Madness, A Form Of Judicial Defense
Does a mental disorder really make things easier in court for the guilty? Can it ease one's punishment and help the person get away easier? See more in the article below.

For the past centuries, a big part of the western jurisdiction was represented by the concept that a civilized society must not punish a person that is incapable of controlling his impulses - that is of course from the judicial point of view.
In 1794, a British law-court sustained the idea that a man is not responsible for an act if he doesn't know what he is doing, "not more than the savage animals". Nevertheless, the modern standards of legal responsibility are based on M' Naghten's decision, no. 1843. This rule states that a defendant can be considered innocent due to his madness only if he was so severely affected in that time that he had not been aware of what he was doing , or if he knew what he was doing he was not aware that it was a wrong thing to do. This rule had been adopted in the USA and the distinction between good and wrong had been the foundation for the majority of the decisions concerning judicial irresponsibility for almost a century. Some states have added the doctrine of the "irresistible impulse". By this it was stated the fact that some individuals might answer correctly when they are asked whether an act is good or wrong from the moral point of view, but they also might have been incapable of controlling their behavior at the crime time.
Furthermore, in the year 1970, a series of states and federal courts adopted " The Rule Of The American Institute of Law". This rule contained a new judicial definition of madness, which was more permissive. The content of the definition can be summarized by the idea that not every incapacity can eliminate responsibility. If an individual knows what he was doing but he doesn't understand it, he cannot appreciate whether it was right or wrong, in this case he cannot be considered guilty and responsible for the act.
This controversy became more and more important after John Hinckley Junior was discharged due to a mental illness, even though he was one of those who tried to kill the American president Reagan in 1981. A great number of Americans were furious and very much against this decision as they believed that judicial irresponsibility is just an excuse for many guilty people to escape punishment. This reaction lead to the Act of Reform of Defense, 1984, which contains a number of stipulations meant to make the defendant's absolution of the judicial responsibility more difficult. This act stated the fact that the psychological disorder must be severe and by this were excluded the non-psychotic disorders such as anti-social personality.
Another clarification was inserted in the law concerning this problem in the last decade, about a new type of verdict: "guilty, but mentally insane". This verdict was proposed by the state of Michigan and it was adopted by another 11 states. In some of these states the verdict replaced the verdict of "innocent due to mental illness", and in other states it is just an additional opinion. "Guilty but mentally insane" permits the jury to convict a person they consider dangerous, trying in the same time to help that person get a proper treatment for his disorder.

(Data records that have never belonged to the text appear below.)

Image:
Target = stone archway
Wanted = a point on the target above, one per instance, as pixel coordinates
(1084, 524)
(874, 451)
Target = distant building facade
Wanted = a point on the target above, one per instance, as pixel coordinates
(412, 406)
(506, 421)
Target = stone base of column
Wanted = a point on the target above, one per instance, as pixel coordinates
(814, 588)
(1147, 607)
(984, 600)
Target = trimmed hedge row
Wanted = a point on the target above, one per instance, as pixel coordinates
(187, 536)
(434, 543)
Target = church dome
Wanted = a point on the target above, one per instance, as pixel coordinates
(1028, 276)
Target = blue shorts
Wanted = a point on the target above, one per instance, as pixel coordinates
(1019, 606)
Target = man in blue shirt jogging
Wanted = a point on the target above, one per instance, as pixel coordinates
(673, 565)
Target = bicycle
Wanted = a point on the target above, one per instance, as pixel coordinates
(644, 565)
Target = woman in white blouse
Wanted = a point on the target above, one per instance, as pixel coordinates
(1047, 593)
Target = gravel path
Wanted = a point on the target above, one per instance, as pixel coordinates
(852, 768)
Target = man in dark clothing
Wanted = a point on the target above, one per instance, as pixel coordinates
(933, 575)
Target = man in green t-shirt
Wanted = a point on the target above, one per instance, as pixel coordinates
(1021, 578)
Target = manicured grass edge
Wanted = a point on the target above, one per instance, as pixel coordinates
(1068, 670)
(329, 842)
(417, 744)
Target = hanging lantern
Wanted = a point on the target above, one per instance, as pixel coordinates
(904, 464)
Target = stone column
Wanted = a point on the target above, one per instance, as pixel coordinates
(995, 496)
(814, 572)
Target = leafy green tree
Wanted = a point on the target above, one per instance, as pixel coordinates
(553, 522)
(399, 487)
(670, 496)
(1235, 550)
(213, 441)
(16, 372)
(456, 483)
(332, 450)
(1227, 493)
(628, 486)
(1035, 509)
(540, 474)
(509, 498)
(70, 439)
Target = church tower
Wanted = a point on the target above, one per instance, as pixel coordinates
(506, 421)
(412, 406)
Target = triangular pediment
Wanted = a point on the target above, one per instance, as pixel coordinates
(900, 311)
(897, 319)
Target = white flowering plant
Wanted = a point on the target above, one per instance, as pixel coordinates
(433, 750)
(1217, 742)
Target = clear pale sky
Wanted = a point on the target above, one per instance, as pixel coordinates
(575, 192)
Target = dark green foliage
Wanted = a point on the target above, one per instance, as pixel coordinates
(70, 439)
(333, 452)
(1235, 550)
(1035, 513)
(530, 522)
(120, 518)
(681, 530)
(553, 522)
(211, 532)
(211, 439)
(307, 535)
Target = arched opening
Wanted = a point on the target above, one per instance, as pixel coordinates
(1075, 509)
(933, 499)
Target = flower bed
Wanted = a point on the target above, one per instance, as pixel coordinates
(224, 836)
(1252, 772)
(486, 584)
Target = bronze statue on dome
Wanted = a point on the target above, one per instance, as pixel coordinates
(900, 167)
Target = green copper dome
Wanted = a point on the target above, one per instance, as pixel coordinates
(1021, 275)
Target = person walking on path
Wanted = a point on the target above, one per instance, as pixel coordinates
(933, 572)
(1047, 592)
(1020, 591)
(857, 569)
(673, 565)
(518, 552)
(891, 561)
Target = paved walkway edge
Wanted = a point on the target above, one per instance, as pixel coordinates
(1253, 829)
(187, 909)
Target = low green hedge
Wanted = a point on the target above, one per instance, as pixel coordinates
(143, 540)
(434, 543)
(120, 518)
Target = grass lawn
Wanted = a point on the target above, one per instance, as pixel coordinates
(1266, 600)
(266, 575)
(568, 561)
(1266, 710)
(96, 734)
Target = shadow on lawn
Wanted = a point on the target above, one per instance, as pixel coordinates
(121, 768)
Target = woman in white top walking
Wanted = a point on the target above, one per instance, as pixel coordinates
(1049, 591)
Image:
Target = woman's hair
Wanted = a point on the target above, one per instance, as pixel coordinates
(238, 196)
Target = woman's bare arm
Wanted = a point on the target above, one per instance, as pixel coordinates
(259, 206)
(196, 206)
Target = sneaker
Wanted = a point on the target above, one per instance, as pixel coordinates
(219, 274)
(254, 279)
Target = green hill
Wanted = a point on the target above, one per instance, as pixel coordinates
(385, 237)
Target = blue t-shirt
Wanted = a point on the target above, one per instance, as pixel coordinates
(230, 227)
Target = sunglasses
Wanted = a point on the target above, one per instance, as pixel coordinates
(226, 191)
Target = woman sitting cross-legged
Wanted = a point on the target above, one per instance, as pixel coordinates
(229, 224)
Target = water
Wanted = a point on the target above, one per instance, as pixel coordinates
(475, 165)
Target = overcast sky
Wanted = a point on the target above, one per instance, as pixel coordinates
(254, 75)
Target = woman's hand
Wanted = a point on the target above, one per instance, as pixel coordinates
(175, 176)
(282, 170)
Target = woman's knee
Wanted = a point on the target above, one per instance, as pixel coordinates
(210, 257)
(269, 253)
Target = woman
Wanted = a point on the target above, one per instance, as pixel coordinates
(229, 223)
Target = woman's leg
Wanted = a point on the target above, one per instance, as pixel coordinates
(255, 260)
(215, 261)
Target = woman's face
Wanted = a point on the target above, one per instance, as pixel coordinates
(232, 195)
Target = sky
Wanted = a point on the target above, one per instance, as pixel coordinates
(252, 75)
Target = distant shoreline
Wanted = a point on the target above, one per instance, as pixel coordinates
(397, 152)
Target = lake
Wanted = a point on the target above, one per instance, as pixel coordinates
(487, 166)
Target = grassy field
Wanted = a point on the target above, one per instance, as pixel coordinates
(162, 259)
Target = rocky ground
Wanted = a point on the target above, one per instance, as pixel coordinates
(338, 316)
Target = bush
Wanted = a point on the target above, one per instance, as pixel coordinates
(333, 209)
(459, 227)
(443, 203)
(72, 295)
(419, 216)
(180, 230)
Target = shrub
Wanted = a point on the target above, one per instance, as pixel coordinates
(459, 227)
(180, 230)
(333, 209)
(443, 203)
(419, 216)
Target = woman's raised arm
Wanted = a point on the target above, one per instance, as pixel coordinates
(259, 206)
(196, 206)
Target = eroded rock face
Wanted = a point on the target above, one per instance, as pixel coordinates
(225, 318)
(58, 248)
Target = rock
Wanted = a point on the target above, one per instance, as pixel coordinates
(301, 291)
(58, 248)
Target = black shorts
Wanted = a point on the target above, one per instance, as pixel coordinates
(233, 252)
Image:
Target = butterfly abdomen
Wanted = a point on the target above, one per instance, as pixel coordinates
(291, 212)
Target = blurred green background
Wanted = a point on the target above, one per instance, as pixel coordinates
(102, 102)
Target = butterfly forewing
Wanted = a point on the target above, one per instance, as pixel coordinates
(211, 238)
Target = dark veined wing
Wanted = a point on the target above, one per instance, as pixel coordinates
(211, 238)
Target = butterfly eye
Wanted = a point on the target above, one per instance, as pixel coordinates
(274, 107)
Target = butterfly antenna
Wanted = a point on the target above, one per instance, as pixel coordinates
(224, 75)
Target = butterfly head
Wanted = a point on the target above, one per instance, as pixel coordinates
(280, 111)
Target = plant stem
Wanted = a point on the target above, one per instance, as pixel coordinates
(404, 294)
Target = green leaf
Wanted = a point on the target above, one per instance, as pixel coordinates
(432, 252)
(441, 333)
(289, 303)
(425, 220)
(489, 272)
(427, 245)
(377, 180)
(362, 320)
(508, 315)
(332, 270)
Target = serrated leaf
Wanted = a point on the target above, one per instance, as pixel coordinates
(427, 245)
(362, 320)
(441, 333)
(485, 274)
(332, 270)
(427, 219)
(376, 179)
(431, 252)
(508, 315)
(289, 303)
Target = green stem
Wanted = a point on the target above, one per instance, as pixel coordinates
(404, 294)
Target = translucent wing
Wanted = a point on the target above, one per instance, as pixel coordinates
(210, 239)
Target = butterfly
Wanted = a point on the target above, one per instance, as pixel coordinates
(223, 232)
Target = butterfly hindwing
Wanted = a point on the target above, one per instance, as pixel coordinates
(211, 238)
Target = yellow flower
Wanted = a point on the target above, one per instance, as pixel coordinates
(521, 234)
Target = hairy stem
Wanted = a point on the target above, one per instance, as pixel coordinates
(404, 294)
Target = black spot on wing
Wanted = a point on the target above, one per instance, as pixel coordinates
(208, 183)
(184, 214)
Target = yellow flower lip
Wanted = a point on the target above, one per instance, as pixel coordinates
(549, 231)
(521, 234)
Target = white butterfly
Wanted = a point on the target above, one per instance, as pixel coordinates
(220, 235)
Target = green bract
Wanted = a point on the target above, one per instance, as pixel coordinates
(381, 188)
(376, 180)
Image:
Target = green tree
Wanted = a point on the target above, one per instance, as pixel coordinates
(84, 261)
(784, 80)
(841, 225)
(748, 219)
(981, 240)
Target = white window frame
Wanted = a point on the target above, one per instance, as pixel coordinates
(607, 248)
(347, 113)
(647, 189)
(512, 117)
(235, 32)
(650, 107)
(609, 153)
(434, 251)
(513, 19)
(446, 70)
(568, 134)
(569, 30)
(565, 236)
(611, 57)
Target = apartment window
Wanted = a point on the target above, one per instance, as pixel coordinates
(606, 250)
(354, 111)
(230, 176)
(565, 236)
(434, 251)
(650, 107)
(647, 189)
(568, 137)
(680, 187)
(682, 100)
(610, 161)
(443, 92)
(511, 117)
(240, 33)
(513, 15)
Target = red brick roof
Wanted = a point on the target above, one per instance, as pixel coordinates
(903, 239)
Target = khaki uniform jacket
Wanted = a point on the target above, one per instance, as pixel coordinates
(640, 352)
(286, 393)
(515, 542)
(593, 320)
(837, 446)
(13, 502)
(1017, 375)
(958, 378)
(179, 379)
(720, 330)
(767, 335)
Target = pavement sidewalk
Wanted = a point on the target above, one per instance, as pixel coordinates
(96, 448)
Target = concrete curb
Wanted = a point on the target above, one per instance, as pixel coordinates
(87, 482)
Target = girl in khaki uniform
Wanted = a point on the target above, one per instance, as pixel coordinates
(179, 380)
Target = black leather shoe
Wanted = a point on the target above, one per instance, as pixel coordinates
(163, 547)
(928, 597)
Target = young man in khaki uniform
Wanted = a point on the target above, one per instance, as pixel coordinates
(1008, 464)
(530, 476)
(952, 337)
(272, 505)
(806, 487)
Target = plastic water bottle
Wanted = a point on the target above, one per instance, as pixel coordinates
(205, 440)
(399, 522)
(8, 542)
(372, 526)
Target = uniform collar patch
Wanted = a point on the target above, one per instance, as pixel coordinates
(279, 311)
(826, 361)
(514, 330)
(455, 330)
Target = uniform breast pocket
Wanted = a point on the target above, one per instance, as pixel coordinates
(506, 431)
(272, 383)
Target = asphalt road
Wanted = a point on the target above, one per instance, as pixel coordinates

In conclusion, madness is synonymous to judicial irresponsibility but the verdict is the one to make the difference. Some agree that mental illness should draw a "innocent" verdict but the majority believe that a mad person is dangerous for the society and even though he is considered irresponsible for his acts, he still needs to be separated from society and receive special treatment. This option is believed to be the one that gratifies society, the defendant's relatives and even himself, because it offers the opportunity to get treatment, healing and restoration therefore it eventually gives him a better chance to reinstate in the society.